How to Avoid Getting Sick on a Plane, According to Science
The secret is picking the right seat
Choosing the right seat may be the simplest way to stay healthy on your next flight, according to a new study.
Picking the window seat — and staying put for the duration of your flight — minimizes your chances of coming into contact with a sick passenger and picking up their pathogens yourself, according to a paper published Monday in Proceedings of the National Academy of Sciences. People seated along the aisle are most likely to encounter potentially ill passengers or crew members as they move around the plane, possibly upping their chances of infection.
That finding may seem obvious, but the study is among the first to look specifically at how disease spreads on airplanes, given the widespread belief that flying raises your risk of getting sick.
The researchers behind the new paper traveled on 10 domestic flights, tracking the movements of passengers and crew members during the trips. During the 10 flights, which lasted between 3.5 and five hours each, they only observed one person actively coughing. Swabbing and testing seatbelt buckles also didn't turn up evidence of any of 18 different respiratory-illness-causing viruses on any of the planes, even though eight of the flights occurred during flu season.
Nonetheless, the researchers were able to create disease transmission models using the passengers' movement patterns, as well as what scientists already know about the way respiratory illnesses are spread — namely by sick people coughing, sneezing or breathing around others.
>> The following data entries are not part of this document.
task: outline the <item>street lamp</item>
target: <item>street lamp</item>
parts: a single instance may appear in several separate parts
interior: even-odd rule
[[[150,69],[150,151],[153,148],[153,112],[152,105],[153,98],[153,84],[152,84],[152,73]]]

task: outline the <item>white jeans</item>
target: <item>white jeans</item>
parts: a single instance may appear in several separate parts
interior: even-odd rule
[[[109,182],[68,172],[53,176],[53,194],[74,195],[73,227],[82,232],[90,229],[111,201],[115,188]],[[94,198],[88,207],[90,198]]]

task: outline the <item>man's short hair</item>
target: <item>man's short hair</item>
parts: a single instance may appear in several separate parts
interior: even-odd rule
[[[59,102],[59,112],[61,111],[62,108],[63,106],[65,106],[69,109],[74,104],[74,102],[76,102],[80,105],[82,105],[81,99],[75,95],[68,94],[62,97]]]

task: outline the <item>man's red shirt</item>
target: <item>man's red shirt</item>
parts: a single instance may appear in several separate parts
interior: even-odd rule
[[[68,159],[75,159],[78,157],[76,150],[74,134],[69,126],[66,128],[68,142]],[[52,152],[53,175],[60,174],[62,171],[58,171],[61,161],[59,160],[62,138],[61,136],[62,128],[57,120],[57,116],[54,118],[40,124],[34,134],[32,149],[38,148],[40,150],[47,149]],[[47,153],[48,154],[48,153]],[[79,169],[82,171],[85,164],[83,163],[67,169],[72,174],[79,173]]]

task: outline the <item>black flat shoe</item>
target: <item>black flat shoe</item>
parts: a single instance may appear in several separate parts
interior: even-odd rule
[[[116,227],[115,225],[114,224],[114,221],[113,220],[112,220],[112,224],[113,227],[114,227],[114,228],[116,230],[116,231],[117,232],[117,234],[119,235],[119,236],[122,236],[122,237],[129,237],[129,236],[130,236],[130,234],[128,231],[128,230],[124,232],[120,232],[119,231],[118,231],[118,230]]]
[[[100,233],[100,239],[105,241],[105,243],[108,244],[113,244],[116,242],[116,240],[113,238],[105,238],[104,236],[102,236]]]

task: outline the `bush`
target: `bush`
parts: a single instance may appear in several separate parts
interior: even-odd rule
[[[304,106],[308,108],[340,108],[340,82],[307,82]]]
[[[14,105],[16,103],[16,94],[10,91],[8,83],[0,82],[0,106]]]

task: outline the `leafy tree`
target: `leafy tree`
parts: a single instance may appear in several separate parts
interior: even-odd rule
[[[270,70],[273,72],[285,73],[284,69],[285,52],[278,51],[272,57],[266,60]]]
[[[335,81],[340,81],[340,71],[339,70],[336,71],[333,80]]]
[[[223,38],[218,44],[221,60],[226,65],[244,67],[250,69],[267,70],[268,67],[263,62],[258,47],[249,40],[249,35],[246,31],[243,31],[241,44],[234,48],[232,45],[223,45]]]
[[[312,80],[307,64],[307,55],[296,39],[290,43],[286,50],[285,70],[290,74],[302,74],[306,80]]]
They found that the 11 people seated closest to a hypothetical sick passenger — the two others in their row, the three passengers in the rows in front of and behind them and the three passengers seated in these rows across the aisle — are the most likely to get sick, while nearly everyone else on the plane has a negligible risk. Outside this radius, people in window seats have the lowest overall risk of getting sick, the researchers write.
All told, a sick passenger is likely to infect, at most, two other travelers, while an ill crew member — who likely moves around the cabin far more during a flight — could infect four or five, the paper says. That said, the researchers note that crew members are unlikely to work if they're very sick, and if they do, they may take medication, which can reduce the risk of transmission.